Yeah it took me ages to just stop with the mmo grind mindset. Do a bit of story when you feel like and just exist in a weird world. I’m at something like 1000 hours if I remember right and still haven’t gotten to the latest stuff
I loved the crafting system in ff14, but there is a point where you can no longer progress unless you complete the main story quests.
Also why I stopped playing. The part around level 50 where it forced me to do big multiplayer raids. Nah. I just wanted to be a master craftsman!
For me, combat in that game sucked compared to ESO. But the crafting was amazing!
Combat doesn’t really get good until level 80. It’s such a slow burn. But the reason you need to do the 24 man raids is because it’s super important for the later story. It’s the only time they make you do an alliance raid. They don’t make you do any thing except dungeons and trials afterwards, which 99% can be done with their AI.
Luckily, the raids have a lot of people all the time and they’re so easy with maxed out level 50 stats.
Yeah I was annoyed when I found out I had to do the raids, but once I got started with them I had fun. Now that I’ve gotten past the parts where they’re slightly crucial for the story I see why they make you do it too.
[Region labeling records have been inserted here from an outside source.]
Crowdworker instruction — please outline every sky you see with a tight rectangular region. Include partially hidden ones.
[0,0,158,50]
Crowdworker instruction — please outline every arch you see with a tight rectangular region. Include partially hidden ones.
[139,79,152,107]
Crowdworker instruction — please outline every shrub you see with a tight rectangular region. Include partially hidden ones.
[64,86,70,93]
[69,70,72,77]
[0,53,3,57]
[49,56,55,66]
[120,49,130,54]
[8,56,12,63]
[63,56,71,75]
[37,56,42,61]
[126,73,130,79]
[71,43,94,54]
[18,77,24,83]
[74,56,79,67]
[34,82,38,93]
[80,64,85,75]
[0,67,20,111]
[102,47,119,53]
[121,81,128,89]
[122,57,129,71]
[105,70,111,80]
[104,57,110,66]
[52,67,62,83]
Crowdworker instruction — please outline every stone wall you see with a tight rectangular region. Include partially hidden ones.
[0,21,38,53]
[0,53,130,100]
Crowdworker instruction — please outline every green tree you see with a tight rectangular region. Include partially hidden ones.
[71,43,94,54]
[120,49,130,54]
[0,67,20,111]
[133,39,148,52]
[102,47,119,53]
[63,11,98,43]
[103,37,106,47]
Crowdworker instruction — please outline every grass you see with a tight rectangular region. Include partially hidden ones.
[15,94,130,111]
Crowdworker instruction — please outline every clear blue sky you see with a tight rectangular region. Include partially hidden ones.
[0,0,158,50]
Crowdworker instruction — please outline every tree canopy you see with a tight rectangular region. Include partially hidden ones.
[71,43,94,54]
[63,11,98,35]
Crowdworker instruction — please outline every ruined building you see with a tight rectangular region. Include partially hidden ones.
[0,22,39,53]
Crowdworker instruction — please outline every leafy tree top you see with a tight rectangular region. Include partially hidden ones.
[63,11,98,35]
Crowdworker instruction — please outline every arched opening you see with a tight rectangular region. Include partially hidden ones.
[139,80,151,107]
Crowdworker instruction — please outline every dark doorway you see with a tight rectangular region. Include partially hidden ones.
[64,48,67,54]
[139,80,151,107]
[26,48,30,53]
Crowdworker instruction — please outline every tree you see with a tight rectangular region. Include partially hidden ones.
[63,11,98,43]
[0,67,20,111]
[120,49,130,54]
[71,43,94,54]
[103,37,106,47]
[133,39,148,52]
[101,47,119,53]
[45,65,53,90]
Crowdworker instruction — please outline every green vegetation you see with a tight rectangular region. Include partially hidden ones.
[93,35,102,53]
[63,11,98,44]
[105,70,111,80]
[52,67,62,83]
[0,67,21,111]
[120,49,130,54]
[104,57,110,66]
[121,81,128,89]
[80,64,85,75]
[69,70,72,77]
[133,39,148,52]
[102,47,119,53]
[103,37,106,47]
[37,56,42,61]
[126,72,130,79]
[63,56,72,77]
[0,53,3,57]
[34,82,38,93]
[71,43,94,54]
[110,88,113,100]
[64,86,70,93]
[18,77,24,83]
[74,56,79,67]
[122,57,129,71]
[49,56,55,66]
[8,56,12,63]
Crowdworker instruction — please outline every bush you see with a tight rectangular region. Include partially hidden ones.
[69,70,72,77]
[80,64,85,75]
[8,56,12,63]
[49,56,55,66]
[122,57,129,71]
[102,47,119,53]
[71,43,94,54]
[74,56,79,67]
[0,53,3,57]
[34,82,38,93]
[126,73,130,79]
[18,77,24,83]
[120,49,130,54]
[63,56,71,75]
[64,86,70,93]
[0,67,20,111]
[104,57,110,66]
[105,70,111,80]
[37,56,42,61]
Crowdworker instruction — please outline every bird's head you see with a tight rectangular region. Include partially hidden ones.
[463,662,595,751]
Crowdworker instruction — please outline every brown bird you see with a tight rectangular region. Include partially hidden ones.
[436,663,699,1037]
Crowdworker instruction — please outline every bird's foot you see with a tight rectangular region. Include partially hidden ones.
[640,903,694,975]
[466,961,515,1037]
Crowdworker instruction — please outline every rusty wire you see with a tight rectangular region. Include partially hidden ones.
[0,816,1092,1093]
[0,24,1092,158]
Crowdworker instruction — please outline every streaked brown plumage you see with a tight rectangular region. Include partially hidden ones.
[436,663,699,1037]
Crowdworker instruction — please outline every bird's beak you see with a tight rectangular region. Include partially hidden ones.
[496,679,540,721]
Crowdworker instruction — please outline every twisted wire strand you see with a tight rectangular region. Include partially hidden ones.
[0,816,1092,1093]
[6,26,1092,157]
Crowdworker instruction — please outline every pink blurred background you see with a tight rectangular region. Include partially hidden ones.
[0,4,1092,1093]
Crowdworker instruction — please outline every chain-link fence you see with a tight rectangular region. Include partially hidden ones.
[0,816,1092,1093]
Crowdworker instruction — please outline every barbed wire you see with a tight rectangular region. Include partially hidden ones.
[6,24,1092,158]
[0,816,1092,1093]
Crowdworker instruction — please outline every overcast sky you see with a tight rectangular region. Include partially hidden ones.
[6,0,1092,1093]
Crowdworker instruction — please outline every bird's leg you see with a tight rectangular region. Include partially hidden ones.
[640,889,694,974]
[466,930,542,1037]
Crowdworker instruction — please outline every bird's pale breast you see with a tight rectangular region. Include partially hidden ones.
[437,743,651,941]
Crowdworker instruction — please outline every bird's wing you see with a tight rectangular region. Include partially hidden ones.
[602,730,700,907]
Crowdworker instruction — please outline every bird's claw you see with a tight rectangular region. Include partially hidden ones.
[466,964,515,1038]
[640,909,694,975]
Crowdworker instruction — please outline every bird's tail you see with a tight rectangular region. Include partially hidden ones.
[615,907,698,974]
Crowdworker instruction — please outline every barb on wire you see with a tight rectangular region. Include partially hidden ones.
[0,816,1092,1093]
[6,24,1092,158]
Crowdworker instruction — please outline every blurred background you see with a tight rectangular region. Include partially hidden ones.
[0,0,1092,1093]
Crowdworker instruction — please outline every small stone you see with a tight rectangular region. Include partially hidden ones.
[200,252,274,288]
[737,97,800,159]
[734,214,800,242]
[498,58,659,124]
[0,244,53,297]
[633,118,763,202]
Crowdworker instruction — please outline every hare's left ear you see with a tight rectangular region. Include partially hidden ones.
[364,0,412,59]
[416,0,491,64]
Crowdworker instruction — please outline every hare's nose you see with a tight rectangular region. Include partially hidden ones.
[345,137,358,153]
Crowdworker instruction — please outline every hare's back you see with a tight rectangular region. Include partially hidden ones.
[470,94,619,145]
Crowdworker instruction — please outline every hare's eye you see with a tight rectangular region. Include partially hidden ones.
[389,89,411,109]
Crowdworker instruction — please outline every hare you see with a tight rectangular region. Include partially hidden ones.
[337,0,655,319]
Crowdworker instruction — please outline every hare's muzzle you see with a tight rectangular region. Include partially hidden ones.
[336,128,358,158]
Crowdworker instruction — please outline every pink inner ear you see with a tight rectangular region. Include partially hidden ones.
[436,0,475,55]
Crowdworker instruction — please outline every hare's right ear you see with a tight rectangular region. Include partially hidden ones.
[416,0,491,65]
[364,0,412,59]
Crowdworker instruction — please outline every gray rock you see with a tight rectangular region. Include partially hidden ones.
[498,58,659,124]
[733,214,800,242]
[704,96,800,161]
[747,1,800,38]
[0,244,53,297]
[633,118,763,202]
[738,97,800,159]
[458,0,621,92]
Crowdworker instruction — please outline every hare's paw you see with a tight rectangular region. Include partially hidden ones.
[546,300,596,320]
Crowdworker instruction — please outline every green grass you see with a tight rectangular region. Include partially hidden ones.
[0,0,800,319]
Hey, they released a patch to fix that! It only takes 80 hours now! Lol
It is not a bad game but guild wars 2 is much more fun to me if you want to compare MMOs altogether.
Gw2 is my favourite game but if you are into high end raids, either FF14 or Wow are better in my opinion.
If you are into PvP or open world, I prefer gw2.I’ve had fun with both. Playing the most recent expansions is on my list of things to do.
I love FFXIV, but honestly, if I didn’t knew beforehand that Shadowbringers will be a peak story, I might have dropped the game in the swamp that is the ARR-Patch-Story. It was Heavensward that hooked me though.
Yeah, I got whiplash by how hard the story picked up at the end of the post ARR quests, and it just kept going. SB was a bit less interesting, but really good still imo.
The combat also gets so much better once you get to 70-80 on most classes. I’m glad I stuck with the game, but man, I dunno if I would do it again.
I didn’t mind the story, it was fine. Not anywhere near like… a Final Fantasy game… but it was okay for an MMO.
What my antisocial ass hated was mandatory dungeons in order to progress the story.
You’re in luck then. All dungeons can be done with ai now.